La Polizia di Stato ha eseguito due arresti nell’ambito di un’indagine sulla gestione dei viaggi irregolari lungo la rotta del Mediterraneo centrale e sul presunto sequestro di migranti nei campi di detenzione libici. I fermati, un senegalese di 26 anni e un egiziano di 37, sono stati rintracciati rispettivamente a Imperia e Milano in esecuzione di un’ordinanza di custodia cautelare emessa dal G.I.P. del Tribunale su richiesta della Direzione Distrettuale Antimafia di Palermo.

Rete criminale e ruoli interni

Secondo quanto ricostruito dagli investigatori, i due uomini avrebbero fatto parte di un’organizzazione transnazionale specializzata nel favoreggiamento dell’immigrazione clandestina e nel sequestro di migranti con finalità estorsive. Le indagini sono partite dopo lo sbarco del 25 agosto 2022 a Lampedusa, quando diversi naufraghi hanno fornito testimonianze ritenute decisive per delineare la struttura del gruppo criminale.

Le ricostruzioni raccolte indicano che entrambi gli indagati avrebbero partecipato alla stessa traversata con cui sono giunti in Italia, assumendo però un ruolo attivo nella gestione del viaggio e nel controllo dei migranti.

Il presunto carceriere del campo di Zuwara

Nel corso dell’inchiesta è emersa la figura di uno dei due arrestati, indicato come presunto carceriere all’interno di una struttura di detenzione situata nell’area di Zuwara, in Libia.
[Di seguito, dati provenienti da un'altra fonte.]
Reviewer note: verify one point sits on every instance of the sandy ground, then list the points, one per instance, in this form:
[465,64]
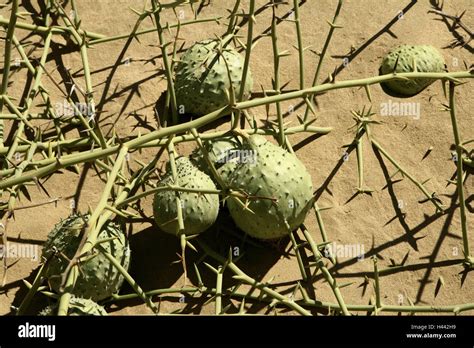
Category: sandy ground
[390,223]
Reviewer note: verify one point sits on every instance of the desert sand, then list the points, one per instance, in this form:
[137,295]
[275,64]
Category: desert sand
[390,223]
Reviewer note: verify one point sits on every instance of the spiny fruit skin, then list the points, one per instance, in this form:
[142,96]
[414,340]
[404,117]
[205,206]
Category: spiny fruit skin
[199,210]
[98,278]
[223,153]
[77,307]
[275,174]
[202,79]
[426,59]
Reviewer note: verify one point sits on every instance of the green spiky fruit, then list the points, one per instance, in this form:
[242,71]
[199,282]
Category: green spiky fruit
[223,154]
[77,307]
[422,57]
[98,278]
[281,188]
[199,210]
[202,77]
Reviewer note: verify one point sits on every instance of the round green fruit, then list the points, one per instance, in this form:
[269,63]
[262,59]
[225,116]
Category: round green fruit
[279,188]
[98,278]
[423,58]
[199,210]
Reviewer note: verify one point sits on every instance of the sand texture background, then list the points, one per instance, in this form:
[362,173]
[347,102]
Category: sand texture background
[392,223]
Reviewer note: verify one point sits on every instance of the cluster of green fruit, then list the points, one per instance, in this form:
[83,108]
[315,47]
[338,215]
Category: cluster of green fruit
[268,194]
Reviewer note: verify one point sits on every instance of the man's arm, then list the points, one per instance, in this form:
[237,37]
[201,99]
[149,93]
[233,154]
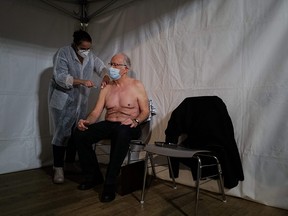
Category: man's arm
[143,104]
[95,113]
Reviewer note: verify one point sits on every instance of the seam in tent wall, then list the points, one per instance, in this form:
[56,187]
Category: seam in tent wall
[178,48]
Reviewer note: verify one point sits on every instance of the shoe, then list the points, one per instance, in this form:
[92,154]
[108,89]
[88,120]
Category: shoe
[107,196]
[58,175]
[72,168]
[90,184]
[108,193]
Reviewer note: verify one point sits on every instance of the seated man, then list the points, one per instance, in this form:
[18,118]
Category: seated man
[126,104]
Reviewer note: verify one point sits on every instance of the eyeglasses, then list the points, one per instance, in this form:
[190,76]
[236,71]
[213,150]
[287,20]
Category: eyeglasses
[84,49]
[116,65]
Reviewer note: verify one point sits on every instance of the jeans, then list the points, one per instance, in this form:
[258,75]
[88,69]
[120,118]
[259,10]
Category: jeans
[120,136]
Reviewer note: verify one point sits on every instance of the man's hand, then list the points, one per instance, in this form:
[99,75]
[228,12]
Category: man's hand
[82,125]
[88,83]
[130,122]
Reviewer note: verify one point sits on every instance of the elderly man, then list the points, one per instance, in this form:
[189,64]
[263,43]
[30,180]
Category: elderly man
[126,104]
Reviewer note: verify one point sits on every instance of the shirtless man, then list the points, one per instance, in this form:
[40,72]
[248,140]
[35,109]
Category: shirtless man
[126,104]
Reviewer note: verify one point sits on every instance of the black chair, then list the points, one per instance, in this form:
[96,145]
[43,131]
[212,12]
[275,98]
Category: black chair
[209,147]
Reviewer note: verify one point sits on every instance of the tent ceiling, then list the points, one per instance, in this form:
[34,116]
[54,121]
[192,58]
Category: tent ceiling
[85,10]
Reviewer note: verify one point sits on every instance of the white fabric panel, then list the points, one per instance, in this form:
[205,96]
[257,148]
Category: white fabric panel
[235,49]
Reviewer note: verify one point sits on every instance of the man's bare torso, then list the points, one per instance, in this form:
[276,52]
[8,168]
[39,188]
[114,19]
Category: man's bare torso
[122,102]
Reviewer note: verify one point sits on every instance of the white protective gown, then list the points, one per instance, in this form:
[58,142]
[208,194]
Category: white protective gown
[68,103]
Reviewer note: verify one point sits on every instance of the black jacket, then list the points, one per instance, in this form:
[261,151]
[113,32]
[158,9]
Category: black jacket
[207,124]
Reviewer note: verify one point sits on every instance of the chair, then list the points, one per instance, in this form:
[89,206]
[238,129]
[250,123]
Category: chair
[136,146]
[209,145]
[168,151]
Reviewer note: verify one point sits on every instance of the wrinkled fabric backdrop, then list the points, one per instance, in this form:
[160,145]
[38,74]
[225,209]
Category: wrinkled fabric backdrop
[235,49]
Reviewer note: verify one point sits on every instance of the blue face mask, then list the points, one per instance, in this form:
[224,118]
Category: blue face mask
[114,73]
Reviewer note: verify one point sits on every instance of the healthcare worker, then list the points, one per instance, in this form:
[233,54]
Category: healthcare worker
[68,95]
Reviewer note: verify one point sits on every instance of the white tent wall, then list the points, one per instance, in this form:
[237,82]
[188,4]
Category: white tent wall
[179,48]
[30,34]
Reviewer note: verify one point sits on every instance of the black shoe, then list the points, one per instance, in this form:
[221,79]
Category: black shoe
[89,184]
[107,196]
[108,193]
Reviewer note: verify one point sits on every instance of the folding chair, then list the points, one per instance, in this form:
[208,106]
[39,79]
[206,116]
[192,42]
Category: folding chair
[169,150]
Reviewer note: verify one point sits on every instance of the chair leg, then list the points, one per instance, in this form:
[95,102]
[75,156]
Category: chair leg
[220,182]
[152,164]
[144,180]
[199,174]
[129,155]
[171,173]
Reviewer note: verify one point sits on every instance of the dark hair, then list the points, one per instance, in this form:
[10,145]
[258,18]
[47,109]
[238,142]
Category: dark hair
[80,36]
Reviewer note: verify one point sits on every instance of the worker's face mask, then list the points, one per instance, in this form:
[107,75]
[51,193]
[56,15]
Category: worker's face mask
[83,53]
[114,73]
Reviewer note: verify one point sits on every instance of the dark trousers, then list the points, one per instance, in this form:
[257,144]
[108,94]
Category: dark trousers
[120,136]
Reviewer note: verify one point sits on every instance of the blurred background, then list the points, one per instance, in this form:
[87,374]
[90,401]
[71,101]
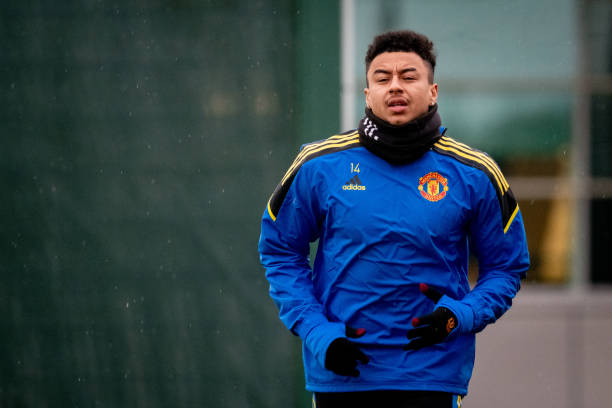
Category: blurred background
[140,141]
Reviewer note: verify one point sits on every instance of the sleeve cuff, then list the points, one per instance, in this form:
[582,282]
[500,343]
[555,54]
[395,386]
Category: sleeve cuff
[318,336]
[463,313]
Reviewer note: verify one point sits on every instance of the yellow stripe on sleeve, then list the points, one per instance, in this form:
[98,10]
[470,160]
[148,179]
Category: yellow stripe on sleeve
[511,219]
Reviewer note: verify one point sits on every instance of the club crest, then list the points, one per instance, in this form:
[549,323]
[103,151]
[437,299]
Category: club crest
[433,186]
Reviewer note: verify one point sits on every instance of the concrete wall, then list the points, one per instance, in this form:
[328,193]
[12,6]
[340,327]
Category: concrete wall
[552,349]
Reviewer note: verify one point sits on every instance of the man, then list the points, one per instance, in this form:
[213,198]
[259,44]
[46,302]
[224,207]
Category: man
[386,315]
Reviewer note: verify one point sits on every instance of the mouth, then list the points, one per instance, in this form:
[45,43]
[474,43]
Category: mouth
[397,105]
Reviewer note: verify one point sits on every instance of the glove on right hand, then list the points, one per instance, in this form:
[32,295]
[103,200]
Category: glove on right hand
[343,355]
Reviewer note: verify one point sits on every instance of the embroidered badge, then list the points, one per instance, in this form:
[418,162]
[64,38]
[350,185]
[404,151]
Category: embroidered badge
[433,186]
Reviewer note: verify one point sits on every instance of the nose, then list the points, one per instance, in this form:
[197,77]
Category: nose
[394,85]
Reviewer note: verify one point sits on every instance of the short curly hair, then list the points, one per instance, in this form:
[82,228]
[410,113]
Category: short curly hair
[403,41]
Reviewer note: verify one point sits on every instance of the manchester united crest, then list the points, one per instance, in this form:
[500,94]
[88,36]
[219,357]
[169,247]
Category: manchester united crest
[433,186]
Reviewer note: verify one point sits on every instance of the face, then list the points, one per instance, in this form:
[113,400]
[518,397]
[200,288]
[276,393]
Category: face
[398,87]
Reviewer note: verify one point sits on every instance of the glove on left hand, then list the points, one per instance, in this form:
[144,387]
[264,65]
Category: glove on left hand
[432,328]
[343,355]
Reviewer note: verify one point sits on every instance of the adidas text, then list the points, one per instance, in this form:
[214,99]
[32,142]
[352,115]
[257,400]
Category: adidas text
[353,187]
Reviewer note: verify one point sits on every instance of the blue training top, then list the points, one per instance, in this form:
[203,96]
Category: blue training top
[382,230]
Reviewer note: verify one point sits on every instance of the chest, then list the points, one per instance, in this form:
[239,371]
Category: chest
[414,203]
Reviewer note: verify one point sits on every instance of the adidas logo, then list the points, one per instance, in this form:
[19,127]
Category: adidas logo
[353,184]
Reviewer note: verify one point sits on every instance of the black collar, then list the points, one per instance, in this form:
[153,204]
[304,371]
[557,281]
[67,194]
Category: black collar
[400,144]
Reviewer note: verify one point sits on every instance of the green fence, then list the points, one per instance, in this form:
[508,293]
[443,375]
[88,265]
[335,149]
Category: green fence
[140,142]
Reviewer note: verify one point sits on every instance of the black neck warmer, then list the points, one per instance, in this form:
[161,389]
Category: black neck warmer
[400,144]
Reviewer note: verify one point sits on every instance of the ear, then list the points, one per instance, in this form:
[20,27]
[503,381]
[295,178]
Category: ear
[433,94]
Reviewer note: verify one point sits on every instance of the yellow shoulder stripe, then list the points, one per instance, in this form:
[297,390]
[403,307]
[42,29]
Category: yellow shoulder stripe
[447,145]
[334,141]
[483,156]
[270,210]
[511,219]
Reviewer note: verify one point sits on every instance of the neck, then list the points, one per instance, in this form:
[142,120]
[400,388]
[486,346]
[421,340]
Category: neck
[400,144]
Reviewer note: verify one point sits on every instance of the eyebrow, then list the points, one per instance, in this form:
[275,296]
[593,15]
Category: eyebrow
[384,71]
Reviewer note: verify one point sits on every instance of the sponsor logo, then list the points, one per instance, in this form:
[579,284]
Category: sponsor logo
[451,324]
[353,184]
[433,186]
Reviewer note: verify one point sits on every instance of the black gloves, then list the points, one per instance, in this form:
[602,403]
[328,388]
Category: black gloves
[432,328]
[342,355]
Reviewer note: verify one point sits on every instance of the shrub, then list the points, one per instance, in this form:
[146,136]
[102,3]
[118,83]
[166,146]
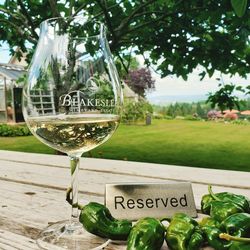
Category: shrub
[168,117]
[158,116]
[192,118]
[14,130]
[135,111]
[230,116]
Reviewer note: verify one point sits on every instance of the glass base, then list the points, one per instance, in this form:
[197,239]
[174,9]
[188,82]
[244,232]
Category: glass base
[67,235]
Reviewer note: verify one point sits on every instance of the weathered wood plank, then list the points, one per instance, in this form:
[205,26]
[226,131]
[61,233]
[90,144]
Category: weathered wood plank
[195,175]
[33,189]
[91,182]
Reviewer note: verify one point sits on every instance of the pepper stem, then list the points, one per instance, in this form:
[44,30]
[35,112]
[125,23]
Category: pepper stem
[212,193]
[70,201]
[165,219]
[233,238]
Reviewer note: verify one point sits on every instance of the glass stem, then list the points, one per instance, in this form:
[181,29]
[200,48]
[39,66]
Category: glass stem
[74,168]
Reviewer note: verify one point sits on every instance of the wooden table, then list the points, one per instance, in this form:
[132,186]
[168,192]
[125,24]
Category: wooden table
[33,189]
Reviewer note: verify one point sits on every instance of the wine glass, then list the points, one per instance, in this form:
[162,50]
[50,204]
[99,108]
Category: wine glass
[71,102]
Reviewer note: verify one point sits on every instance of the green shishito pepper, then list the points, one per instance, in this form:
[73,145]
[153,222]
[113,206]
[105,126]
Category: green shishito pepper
[97,219]
[212,234]
[237,243]
[146,234]
[239,201]
[237,225]
[183,233]
[220,210]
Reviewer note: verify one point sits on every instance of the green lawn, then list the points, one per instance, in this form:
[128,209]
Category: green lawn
[178,142]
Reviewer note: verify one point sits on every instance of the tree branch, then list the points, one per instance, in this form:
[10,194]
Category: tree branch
[28,18]
[15,16]
[107,18]
[19,31]
[54,9]
[162,18]
[79,9]
[126,22]
[71,6]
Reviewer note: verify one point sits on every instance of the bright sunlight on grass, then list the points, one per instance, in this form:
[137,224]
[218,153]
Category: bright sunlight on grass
[177,142]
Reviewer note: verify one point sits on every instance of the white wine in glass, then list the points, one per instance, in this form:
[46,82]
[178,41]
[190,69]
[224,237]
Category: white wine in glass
[72,102]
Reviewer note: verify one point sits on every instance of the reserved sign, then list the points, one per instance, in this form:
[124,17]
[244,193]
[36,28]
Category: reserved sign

Le testimonianze lo descrivono come responsabile di violenze fisiche e psicologiche, esercitate per mantenere l’ordine nella safe house e per costringere le famiglie dei migranti a pagare somme di denaro necessarie a ottenere l’imbarco verso l’Italia.

Gli investigatori ritengono che tali pratiche fossero parte integrante del modello operativo del network criminale, che sfruttava la vulnerabilità delle persone detenute per incrementare i profitti.

Arresti eseguiti e ricerche internazionali

L’operazione, condotta dal Servizio Centrale Operativo di Roma, dalla SISCO di Palermo e dalle Squadre Mobili di Agrigento, Palermo, Imperia e Milano, ha permesso di eseguire i due provvedimenti cautelari. Un terzo uomo, anch’egli destinatario della stessa misura, risulterebbe attualmente all’estero e sarà oggetto di ricerche internazionali.

Stato delle accuse e prossimi sviluppi

Le responsabilità attribuite ai due arrestati sono al momento indiziarie, basate sulle risultanze investigative raccolte fino a questa fase. La loro posizione sarà valutata nel corso del procedimento giudiziario, dove verrà accertata in via definitiva l’eventuale responsabilità penale.

L’inchiesta prosegue per ricostruire l’intera rete operativa che, secondo gli investigatori, avrebbe gestito per anni il flusso di migranti attraverso la Libia, imponendo condizioni di detenzione e violenza finalizzate all’estorsione.